This work addresses template-free 3D modeling of articulated objects from monocular video, targeting high-fidelity novel-view synthesis, editability, and controllable animation. We propose a skeleton-guided differentiable 3D Gaussian deformation framework: (i) a novel skeleton-aware node control mechanism that automatically extracts a sparse, semantics-motion-coupled skeletal structure directly from the Gaussian field; and (ii) learnable skinning weights combined with a pose-dependent neural deformation module to jointly optimize geometry and appearance. Our method requires no manual initialization or category-specific priors. Evaluated on diverse articulated object videos, it significantly outperforms existing template-free approaches. It enables real-time pose retargeting, motion transfer, and interactive editing—while preserving high-fidelity, photorealistic novel-view rendering.

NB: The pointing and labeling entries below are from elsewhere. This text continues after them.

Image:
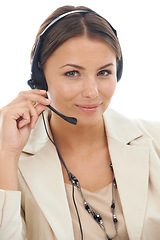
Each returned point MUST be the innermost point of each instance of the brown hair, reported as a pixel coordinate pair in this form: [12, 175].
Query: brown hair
[76, 24]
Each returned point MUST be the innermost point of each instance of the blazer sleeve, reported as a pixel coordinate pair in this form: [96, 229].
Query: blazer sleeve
[12, 224]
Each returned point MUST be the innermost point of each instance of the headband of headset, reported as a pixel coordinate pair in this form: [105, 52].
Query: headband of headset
[38, 79]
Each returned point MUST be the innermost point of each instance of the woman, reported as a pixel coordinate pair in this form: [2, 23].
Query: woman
[101, 179]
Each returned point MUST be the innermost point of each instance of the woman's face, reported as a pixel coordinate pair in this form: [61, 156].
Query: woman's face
[81, 78]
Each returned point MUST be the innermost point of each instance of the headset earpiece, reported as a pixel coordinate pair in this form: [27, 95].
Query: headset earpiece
[38, 79]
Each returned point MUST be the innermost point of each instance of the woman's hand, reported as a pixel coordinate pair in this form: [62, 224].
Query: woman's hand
[17, 119]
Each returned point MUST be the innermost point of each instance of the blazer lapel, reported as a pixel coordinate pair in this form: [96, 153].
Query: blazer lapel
[42, 173]
[129, 153]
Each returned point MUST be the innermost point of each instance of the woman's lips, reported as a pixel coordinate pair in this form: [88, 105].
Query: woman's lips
[89, 108]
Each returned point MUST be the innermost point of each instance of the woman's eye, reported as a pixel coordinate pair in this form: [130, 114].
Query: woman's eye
[72, 74]
[104, 73]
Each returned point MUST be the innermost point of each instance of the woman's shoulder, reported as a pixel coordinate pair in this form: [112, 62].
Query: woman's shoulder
[148, 128]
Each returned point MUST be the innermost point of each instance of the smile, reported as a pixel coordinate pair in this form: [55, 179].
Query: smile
[88, 108]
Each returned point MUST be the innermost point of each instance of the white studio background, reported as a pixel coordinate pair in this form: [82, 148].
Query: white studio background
[138, 25]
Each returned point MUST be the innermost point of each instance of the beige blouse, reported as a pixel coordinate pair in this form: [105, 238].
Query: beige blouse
[101, 201]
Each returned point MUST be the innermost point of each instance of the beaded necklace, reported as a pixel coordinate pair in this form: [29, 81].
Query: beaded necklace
[94, 213]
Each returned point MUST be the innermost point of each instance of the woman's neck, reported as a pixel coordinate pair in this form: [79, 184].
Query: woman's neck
[68, 136]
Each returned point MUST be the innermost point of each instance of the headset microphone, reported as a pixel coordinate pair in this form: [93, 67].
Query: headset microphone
[71, 120]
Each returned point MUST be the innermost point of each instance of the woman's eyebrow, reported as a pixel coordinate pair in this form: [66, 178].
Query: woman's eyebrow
[107, 65]
[82, 68]
[73, 65]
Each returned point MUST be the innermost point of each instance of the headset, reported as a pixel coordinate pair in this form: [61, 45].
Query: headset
[38, 81]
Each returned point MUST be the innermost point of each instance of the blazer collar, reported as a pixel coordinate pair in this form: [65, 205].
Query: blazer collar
[117, 126]
[129, 153]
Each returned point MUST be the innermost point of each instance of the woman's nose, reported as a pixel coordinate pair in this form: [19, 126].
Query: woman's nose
[90, 88]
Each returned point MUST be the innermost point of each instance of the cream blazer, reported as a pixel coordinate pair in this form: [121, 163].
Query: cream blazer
[134, 148]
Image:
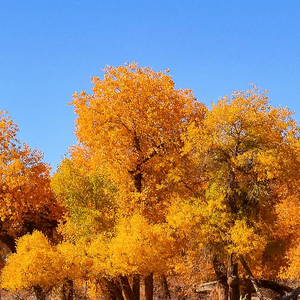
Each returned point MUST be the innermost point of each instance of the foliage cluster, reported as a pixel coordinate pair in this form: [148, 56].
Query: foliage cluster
[157, 185]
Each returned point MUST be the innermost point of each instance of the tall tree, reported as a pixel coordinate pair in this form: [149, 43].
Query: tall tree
[247, 153]
[131, 127]
[27, 201]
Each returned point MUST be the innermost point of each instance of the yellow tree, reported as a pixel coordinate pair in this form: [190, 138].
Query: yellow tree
[131, 128]
[246, 152]
[26, 198]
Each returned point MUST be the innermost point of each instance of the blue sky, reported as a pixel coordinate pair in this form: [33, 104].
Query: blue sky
[50, 49]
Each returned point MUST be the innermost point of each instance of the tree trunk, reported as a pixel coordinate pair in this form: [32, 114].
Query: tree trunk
[39, 293]
[252, 278]
[126, 288]
[136, 287]
[9, 242]
[114, 289]
[149, 287]
[221, 275]
[68, 289]
[233, 280]
[164, 288]
[246, 289]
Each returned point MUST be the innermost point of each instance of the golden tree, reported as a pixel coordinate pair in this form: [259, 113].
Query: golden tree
[131, 128]
[247, 154]
[26, 198]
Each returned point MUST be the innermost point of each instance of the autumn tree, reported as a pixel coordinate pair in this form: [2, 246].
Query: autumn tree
[131, 128]
[246, 151]
[27, 201]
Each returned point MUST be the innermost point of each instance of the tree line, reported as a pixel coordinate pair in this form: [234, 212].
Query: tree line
[158, 185]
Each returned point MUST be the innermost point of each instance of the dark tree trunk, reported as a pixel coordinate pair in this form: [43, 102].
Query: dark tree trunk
[149, 287]
[9, 242]
[39, 293]
[252, 278]
[221, 275]
[233, 279]
[246, 289]
[68, 289]
[126, 288]
[165, 292]
[114, 289]
[136, 287]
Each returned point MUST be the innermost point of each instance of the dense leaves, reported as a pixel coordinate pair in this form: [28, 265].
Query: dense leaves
[157, 184]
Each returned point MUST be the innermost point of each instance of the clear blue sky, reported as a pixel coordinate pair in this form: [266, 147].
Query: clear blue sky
[51, 48]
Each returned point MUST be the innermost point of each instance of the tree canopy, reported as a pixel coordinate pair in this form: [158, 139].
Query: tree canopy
[157, 186]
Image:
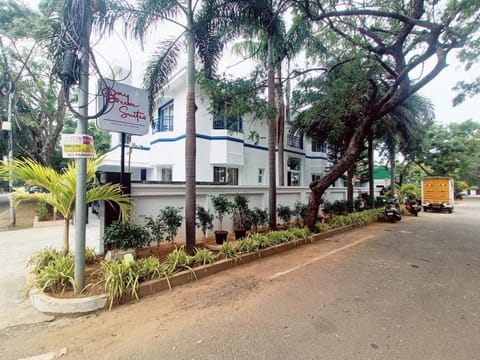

This paper considers the problem of modeling articulated objects captured in 2D videos to enable novel view synthesis, while also being easily editable, drivable, and re-posable. To tackle this challenging problem, we propose RigGS, a new paradigm that leverages 3D Gaussian representation and skeleton-based motion representation to model dynamic objects without utilizing additional template priors. Specifically, we first propose skeleton-aware node-controlled deformation, which deforms a canonical 3D Gaussian representation over time to initialize the modeling process, producing candidate skeleton nodes that are further simplified into a sparse 3D skeleton according to their motion and semantic information. Subsequently, based on the resulting skeleton, we design learnable skin deformations and pose-dependent detailed deformations, thereby easily deforming the 3D Gaussian representation to generate new actions and render further high-quality images from novel views. Extensive experiments demonstrate that our method can generate realistic new actions easily for objects and achieve high-quality rendering.